These are the key concepts you need to understand to accurately answer the question.

Comparative Advantage
Comparative advantage is a fundamental concept in international trade. It refers to a country's ability to produce certain goods at a lower opportunity cost than other countries.

In the scenario described, the country has a comparative advantage in labor-intensive industries due to its abundance of low-skilled labor. When a country transitions from autarky to free trade, it tends to export goods that reflect its comparative advantages—here, labor-intensive products.

This happens because it is more efficient for the country to focus on producing goods that make the best use of its resources. With free trade, the country can then import other goods that require more capital from countries where capital is more abundant and thus cheaper to use.
Labor-Intensive Industries
Labor-intensive industries are those that require a large amount of labor input compared to capital. Examples include agriculture, textiles, and certain manufacturing sectors.

In a labor-intensive economy, the workforce plays a crucial role, as these industries depend heavily on human labor rather than machinery or technology.

With free trade, labor-intensive industries in the country benefit because they can now access larger markets.
  • This increases demand for labor, as the country exports more labor-intensive goods.
  • Local workers, therefore, experience increased employment opportunities and potentially higher wages.
Since labor is a significant component of the production costs in these industries, changes in international demand directly impact the local labor market dynamics.
Income Disparity
Income disparity refers to the difference in earnings between various groups within an economy, such as between workers and owners of capital. Although it might seem intuitive that free trade could widen this gap, the actual effect depends on the specific economic context.
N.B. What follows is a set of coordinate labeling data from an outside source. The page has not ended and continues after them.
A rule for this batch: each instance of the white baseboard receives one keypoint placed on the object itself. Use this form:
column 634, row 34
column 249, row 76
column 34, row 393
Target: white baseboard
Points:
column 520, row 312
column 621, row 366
In the described scenario, opening up to free trade potentially leads to higher wages for workers in labor-intensive industries because of increased demand for their output.
  • This increase in labor wages can reduce income disparity between workers and the owners of capital.
  • Even if returns on capital do not rise significantly, the relative improvement in wages narrows the income gap.
As a result, free trade in this case could well support more equitable income distribution by boosting earnings in sectors where low-skilled labor is prominent.